In the end, however, the denomination that was at the focus of the Journal's coverage was not rescued from the leadership of theological liberals. By 1973, a number of members of that church-including Journal editor G. Aiken Taylor-withdrew to form the more conservative Presbyterian Church in America (PCA). Yet, ironically, the development ultimately left The Presbyterian Journal without a solid constituency. Circulation dropped through the rest of the 1970s from a one-time high of 44,000 to about 20,000 as the decade ended.

Meanwhile, by 1981, the board that published The Presbyterian Journal had taken on a new assignment. A series of current events papers for children, patterned after the long-popular Weekly Reader, was introduced and marketed among the rapidly growing Christian school movement in the United States. In just two years, the circulation of this new publication (and the dollar volume it generated) had already doubled the circulation and dollar volume of the parent magazine.

Recognizing God's blessing on this new nondenominational venture, the board changed its corporate name to God's World Publications Inc. Four additional graded editions were added to the lineup, and-as thousands of homeschoolers also began subscribing-weekly circulation passed 200,000.

Then came the inevitable but still unexpected question. Enthusiastic parents asked us regularly: "We like this. We read this with our kids. When are you going to do something like this for adults?"

It really had not been part of our plan. Our hands were full doing what we were doing for children.
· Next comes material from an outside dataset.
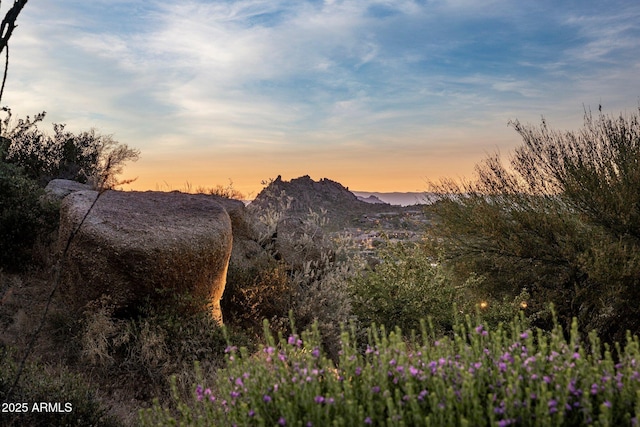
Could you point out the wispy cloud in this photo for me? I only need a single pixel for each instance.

In fact, that same year (1986) we also launched the God's World Book Club, a service providing quality books and other materials for schools and families. God's World Book Club has now grown to be our biggest division, with a volume of $8 million this year.
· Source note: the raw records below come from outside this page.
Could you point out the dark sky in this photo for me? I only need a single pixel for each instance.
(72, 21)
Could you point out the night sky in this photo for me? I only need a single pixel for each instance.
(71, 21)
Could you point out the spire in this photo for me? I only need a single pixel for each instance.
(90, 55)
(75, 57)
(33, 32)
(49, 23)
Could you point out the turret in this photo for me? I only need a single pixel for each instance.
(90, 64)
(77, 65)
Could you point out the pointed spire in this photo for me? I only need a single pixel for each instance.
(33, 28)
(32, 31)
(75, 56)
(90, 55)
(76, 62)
But we heard the call of these parents and took their challenge seriously. We commissioned the Gallup Organization to do a market study and answer the question, "Can a weekly newsmagazine from a Christian point of view make a go of it?" The Gallup folks looked hard, and gave us a green light.

WORLD's first 13 issues surprised readers with their polish, with their frequency (we didn't miss a deadline), with a certain professionalism-and with their thinness. Folks liked the idea behind the effort, and we began to hear our work described as a sort of "Christian version of Time." But it was hard to disguise the fact that it took about eight copies of WORLD to equal the heft of just one copy of Time. Still, early readers were enthusiastic about the concept.